Pharmacotherapy
Primary or
initial treatment with pharmacotherapy is not indicated for AN. However, for
acutely ill patients that do not gain weight with psychotherapy and nutritional
rehabilitation, adjunctive pharmacotherapy is indicated.(1,2) Medication is
also indicated when patients have significant comorbid psychopathology (e.g. disabling anxiety or depressive
symptoms).(2) Many patients refuse medication. In addition, there are few double blind, placebo-controlled trials on pharmacotherapy
and most are limited by medical complications, small sample sizes, high dropout
rates and hesitant attitudes toward treatment.(3)
Antidepressants
According to a Cochrane systemic review by Claudino et al., there is a lack of quality evidence for the use of antidepressants in AN 22. Many of the trials have major methodological limitations like large confidence intervals and small trial size.(4) Unless another clinical indication exists antidepressants are not recommended in the treatment of AN.(3)

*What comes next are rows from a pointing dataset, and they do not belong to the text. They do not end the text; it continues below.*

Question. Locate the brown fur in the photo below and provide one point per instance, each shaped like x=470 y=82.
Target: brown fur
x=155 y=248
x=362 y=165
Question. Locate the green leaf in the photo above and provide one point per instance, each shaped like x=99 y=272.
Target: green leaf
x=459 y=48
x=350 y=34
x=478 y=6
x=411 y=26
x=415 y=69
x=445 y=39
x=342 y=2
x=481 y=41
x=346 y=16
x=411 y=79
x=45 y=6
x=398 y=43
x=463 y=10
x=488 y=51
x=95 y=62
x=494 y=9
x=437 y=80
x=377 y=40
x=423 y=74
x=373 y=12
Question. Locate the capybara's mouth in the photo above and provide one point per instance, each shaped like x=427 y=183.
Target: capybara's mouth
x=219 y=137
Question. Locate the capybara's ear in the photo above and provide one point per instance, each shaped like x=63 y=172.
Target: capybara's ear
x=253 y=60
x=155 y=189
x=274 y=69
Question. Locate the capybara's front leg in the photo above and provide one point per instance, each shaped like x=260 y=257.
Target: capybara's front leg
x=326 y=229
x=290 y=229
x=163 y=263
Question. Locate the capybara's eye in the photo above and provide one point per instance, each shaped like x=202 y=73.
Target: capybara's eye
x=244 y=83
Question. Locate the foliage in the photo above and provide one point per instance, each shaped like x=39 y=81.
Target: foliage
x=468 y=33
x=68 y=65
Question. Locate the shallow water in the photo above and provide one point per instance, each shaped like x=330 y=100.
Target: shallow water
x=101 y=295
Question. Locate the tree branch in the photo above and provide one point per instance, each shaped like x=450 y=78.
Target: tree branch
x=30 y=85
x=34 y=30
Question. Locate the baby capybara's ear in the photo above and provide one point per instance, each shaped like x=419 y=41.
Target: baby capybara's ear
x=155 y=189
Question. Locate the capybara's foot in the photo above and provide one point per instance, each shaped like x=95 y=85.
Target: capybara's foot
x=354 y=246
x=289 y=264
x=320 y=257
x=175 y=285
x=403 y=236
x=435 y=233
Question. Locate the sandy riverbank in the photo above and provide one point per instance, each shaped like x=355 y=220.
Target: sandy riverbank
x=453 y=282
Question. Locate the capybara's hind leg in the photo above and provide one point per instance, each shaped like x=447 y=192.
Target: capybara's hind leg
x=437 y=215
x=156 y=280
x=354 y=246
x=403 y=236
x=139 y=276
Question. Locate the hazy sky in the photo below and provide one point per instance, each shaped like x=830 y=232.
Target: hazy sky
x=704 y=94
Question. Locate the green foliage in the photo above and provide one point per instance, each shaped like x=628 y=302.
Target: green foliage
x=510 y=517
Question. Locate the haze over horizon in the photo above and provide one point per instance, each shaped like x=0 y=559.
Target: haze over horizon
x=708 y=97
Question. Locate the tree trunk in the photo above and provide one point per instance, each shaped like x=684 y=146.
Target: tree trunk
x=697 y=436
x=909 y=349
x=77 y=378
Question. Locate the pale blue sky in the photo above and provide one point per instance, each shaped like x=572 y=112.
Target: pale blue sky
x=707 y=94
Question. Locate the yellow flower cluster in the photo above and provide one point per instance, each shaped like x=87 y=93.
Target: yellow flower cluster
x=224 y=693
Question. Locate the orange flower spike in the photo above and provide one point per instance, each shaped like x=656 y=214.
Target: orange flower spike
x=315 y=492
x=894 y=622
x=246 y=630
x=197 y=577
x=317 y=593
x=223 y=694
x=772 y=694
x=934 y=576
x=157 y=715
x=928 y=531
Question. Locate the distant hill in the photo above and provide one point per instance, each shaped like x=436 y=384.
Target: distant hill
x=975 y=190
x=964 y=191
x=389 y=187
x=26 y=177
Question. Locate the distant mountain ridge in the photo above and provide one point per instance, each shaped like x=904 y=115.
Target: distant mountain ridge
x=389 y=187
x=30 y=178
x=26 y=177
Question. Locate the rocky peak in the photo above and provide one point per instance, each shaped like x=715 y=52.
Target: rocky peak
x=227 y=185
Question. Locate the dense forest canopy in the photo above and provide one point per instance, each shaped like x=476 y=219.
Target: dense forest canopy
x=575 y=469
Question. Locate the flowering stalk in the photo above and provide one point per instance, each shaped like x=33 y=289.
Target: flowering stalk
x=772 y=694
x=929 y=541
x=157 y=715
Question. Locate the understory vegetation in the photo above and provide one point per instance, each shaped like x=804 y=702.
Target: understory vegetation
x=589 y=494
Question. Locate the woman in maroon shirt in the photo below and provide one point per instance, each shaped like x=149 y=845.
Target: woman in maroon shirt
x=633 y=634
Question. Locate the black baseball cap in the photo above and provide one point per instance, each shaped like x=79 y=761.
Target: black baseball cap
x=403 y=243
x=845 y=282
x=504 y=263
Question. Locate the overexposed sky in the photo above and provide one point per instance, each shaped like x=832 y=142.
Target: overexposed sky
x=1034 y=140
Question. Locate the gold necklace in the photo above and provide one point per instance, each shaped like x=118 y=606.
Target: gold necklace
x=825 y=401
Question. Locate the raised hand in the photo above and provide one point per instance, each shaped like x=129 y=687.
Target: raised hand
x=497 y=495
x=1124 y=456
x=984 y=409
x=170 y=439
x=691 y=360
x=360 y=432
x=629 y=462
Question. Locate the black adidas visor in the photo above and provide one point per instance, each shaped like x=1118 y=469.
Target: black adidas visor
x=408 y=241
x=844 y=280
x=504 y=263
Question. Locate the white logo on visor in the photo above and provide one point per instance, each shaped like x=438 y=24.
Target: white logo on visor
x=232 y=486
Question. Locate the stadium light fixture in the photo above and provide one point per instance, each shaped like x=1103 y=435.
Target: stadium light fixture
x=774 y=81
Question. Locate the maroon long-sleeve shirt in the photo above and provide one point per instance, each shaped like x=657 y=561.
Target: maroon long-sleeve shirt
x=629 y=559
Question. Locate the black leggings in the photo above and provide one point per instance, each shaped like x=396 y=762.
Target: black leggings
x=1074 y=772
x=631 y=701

If an individual weighs less than 85% of normal body weight for their age, data propose that antidepressants are ineffective. Therefore, antidepressants should only be started if anxiety, obsessions, or depression persist after normal body weight is achieved.(3) In a small randomized study by Attia et al., no significant differences in psychological state or measures of eating behavior or body weight existed between the fluoxetine and the placebo group.(5) In this study, treatment was given before weight restoration.(5) In addition, there is debate on the effectiveness of antidepressants after weight is restored. Moreover, to help prevent relapse and maintain weight, psychotherapy along with antidepressants have been used; however there is limited data supporting this.(3)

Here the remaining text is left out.